Because a lot of uses the green lanes, our sat navs tell yours to do the same.

Sorry.

CantChoose · 01/03/2016 21:50

I hate to admit it but LBOCS2 in right - Google maps app is way better than my expensive sat nav and does traffic for free...

I go to a particular place a few times a year and use my sat nav to remind me the way. I have to drive over a lake on an unmarked bridge when I get there and the little car icon just spins helplessly and tells me to 'turn around where possible' until I reach dry land. Bless it... I think it's worried it will drown...

MothertotheLordsofmisrule · 01/03/2016 22:27

CantChoose Grin

I swear I can hear the rising tone of huffiness in my sat navs voice when I ignore the "Turn around when possible" bleating.

I sure she will eventually fold her arms and slump back in her holder saying"Fine! Go your own way. Why bother asking me!?!"

My gps for geocaching sometimes has a wobbly and tries to send you in various directions until it goes "Ah! This way" but is less stroppy about it.
But then I also have a map and a vague idea of where I'm meant to be going when using it.

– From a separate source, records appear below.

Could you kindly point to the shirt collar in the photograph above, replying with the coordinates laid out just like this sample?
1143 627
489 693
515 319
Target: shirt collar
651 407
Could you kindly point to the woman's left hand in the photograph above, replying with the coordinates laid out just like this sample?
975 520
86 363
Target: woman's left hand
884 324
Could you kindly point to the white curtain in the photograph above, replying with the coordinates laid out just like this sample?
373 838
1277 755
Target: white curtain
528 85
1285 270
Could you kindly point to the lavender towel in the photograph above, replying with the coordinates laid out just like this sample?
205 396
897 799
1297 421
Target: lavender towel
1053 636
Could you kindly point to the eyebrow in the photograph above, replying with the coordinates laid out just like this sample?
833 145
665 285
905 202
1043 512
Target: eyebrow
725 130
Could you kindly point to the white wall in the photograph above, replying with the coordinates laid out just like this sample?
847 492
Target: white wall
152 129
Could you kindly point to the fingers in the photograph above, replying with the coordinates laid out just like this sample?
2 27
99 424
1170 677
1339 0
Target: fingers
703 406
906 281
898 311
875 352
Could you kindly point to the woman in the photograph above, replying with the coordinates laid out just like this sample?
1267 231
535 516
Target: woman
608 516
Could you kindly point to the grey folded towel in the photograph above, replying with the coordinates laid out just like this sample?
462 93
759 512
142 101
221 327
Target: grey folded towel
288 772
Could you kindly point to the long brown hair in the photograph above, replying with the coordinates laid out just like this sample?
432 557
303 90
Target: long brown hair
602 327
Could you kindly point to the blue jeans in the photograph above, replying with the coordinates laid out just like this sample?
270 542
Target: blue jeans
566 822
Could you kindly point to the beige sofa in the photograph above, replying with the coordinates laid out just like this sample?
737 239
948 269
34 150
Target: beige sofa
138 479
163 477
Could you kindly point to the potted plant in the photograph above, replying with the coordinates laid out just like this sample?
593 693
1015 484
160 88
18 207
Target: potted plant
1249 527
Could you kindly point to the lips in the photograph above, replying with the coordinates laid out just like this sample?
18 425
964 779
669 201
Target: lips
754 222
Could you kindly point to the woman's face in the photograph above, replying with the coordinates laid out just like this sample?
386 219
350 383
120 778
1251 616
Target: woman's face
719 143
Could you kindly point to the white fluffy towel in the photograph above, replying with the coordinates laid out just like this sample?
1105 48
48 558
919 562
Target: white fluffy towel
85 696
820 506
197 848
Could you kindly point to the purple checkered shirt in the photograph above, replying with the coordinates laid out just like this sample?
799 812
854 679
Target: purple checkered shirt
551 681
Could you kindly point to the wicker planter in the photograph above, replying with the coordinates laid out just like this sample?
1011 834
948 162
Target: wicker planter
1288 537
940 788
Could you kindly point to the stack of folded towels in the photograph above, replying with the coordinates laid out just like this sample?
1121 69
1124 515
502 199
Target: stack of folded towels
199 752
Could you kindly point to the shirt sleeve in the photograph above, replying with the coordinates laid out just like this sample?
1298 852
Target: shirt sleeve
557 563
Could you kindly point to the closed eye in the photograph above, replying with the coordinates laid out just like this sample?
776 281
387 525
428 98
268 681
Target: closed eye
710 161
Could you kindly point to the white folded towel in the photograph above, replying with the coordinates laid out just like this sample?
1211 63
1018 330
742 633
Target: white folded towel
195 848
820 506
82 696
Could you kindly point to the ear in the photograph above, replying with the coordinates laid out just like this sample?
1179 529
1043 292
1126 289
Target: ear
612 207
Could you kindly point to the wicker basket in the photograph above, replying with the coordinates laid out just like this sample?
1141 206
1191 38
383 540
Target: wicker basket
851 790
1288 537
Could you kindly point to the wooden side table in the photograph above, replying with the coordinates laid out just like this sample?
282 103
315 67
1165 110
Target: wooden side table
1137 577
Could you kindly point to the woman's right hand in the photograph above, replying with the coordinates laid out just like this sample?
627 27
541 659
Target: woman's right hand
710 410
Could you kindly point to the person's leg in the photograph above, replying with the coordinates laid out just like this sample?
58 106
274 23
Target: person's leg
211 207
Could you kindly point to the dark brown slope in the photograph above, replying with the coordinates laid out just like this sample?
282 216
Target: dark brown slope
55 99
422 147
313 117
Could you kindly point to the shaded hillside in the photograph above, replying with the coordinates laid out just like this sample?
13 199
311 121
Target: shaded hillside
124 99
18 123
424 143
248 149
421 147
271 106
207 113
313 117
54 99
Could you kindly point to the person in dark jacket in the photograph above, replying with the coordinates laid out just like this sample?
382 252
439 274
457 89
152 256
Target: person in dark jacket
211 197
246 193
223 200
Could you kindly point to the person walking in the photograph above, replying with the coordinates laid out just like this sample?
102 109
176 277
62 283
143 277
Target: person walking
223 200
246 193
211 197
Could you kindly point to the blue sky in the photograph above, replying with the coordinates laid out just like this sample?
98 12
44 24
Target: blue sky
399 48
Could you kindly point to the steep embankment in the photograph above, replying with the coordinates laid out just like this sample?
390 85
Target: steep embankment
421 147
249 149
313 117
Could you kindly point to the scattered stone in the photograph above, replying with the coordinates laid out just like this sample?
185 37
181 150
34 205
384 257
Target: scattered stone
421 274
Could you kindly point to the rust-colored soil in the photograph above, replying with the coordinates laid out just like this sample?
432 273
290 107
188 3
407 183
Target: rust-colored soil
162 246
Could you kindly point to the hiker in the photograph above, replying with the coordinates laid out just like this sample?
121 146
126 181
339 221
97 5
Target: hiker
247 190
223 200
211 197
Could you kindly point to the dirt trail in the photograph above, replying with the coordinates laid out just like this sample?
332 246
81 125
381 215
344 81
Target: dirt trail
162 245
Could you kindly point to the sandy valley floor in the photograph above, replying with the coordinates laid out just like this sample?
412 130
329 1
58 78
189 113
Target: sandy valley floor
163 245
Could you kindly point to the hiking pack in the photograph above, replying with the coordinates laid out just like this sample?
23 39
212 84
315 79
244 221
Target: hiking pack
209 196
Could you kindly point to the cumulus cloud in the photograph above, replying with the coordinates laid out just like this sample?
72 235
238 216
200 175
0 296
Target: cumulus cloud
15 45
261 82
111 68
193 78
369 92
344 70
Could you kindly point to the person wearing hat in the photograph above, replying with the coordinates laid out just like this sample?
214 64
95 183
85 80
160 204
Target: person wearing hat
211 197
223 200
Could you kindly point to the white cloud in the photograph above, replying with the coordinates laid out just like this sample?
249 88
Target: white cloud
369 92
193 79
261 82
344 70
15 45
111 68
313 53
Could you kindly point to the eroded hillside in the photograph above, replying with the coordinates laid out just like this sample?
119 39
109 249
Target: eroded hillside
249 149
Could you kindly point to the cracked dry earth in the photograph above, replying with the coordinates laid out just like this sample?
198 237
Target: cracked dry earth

NotCitrus · 01/03/2016 23:17

Another rec for GoogleMaps, especially for assessing London traffic. Had a Garmin that got nicked a few years ago, and despite the insurance actually paying up, never bothered to replace it.

Though it is convinced there's no road through Avon Heath near Bournemouth, and gets upset when unexpected roadworks happen or if it thinks they haven't finished yet, so the NotCitrusNav (tm) is still called for regularly. And as I tell MrNC, I have a much nicer user interface... Smile

SistersOfPercy · 01/03/2016 23:17

We bought my lovely late fil a sat nav for Christmas one year. He was a lovely man, though overly paranoid and as such refused to take the sat nav out in the car in case it got stolen.
Not wanting it to go to waste he'd walk the half a mile into the local village with it in his hand and vary his route back. He'd only lived in the village for forty years so it wasn't like he knew every route anyway.
Some evenings he'd sit in his armchair and plan routes all over the UK just to see where it took him. To the day he died it never went in a car.